Can't find any pictures on the interbob, but I understand the bike spaces will be reduced to 2 and the buffet is being replaced by a trolley. The CTC had a campaign going, which <sarcasm>looks like its been a roaring success</sarcasm>.

Its not much fun for those without a bike either, as Mrs Dr Bollo regularly gets to stand most of the way for her £340 a month season ticket. The biggest issue recently has been the trains regularly being shortened from 5 carriages to 4. Perhaps that might be a factor in the overcrowding? Reliability and Punctuality are also pretty shocking and they're having some of the highest fare increases in the new year. 

(Post tails off into ranting and grumbling........)


----------



## jonesy (21 Dec 2008)

domd1979 said:


> Anyone who's interested in layout of Cross Country's refurbished Voyager units (first one's just entered traffic), there's an article on them on P6 of latest Rail magazine, available at WHSmiths reading libraries everywhere...

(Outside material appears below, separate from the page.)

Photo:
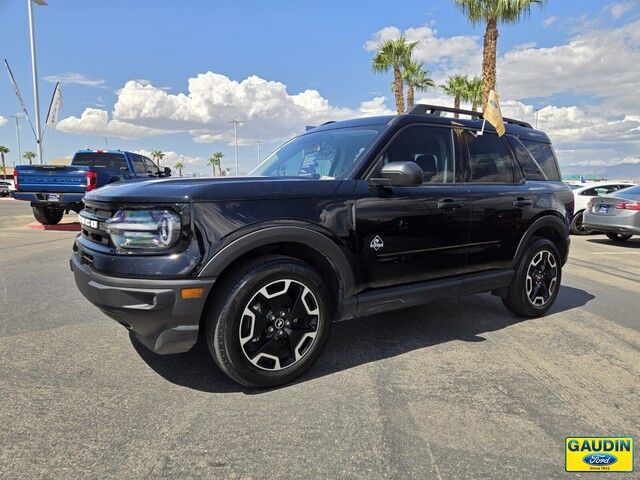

Hmmm. Do you think they'll actually complete this "refurbishment" programme? I suspect the complaints will starting coming in fairly quickly. For presumably a lot of money spent on the conversion we get relatively few extra seat, fewer bike spaces and no buffet on trains used for some of the longest journeys in the country. Will a trolley really be a satisfactory substitute, even when crowding doesn't prevent it from travelling down the train? I'm not convinced passengers will notice the additional luggage space if it means leaving baggage unattended in a different carriage, especially when Voyagers get so crowded it is physically difficult to move around with lots of bags. 

There seems to be no getting round the fact that they are using a badly designed train that is too small for its intended purpose; and unless the DfT is hoping that rip-off 11% fare increases and a recession will stifle demand sufficiently, something will have to be done about it eventually. I believe some 5 coach Voyagers are being used for the Birmingham to Glasgow route? A fast diesel train being used on a completely electrified route, when extra capacity is needed elsewhere! Crap micro-management of the railways by DfT.


----------



## Soltydog (22 Dec 2008)

I noticed an old 125 back on the cross country at the weekend, in new cross country livery. If you are using their service you may be lucky enough to get this, unless they have changed the layout on that too, there will be more bike space


----------



## Bollo (22 Dec 2008)

Soltydog said:


> I noticed an old 125 back on the cross country at the weekend, in new cross country livery. If you are using their service you may be lucky enough to get this, unless they have changed the layout on that too, there will be more bike space



What next!


----------



## domd1979 (22 Dec 2008)

They're on Plymouth to Newcastle services. Apparently they've proved popular with passengers. Couldn't be because they're an infinitely more sensible than using a Voyager on a long distance service....




Soltydog said:


> I noticed an old 125 back on the cross country at the weekend, in new cross country livery. If you are using their service you may be lucky enough to get this, unless they have changed the layout on that too, there will be more bike space


----------



## Bollo (22 Dec 2008)

domd1979 said:


> They're on Plymouth to Newcastle services. Apparently they've proved popular with passengers. Couldn't be because they're an infinitely more sensible than using a Voyager on a long distance service....


That's what's frightening - we can't come up with a better train than admittedly upgraded 1970s technology.


----------



## domd1979 (22 Dec 2008)

Yep. Voyagers and all similar units are just not suited for long distance travel. Sticking an engine under the floor doesn't do much for the passenger's experience - particularly in terms of noise/vibration. Added to that the bodies are profiled to allow for tilting (now disabled on tilting Voyagers...) which further restricts the space inside. Voyager seating is cheap and nasty with the seats being smaller and having less cushion than those generally used on the HST. 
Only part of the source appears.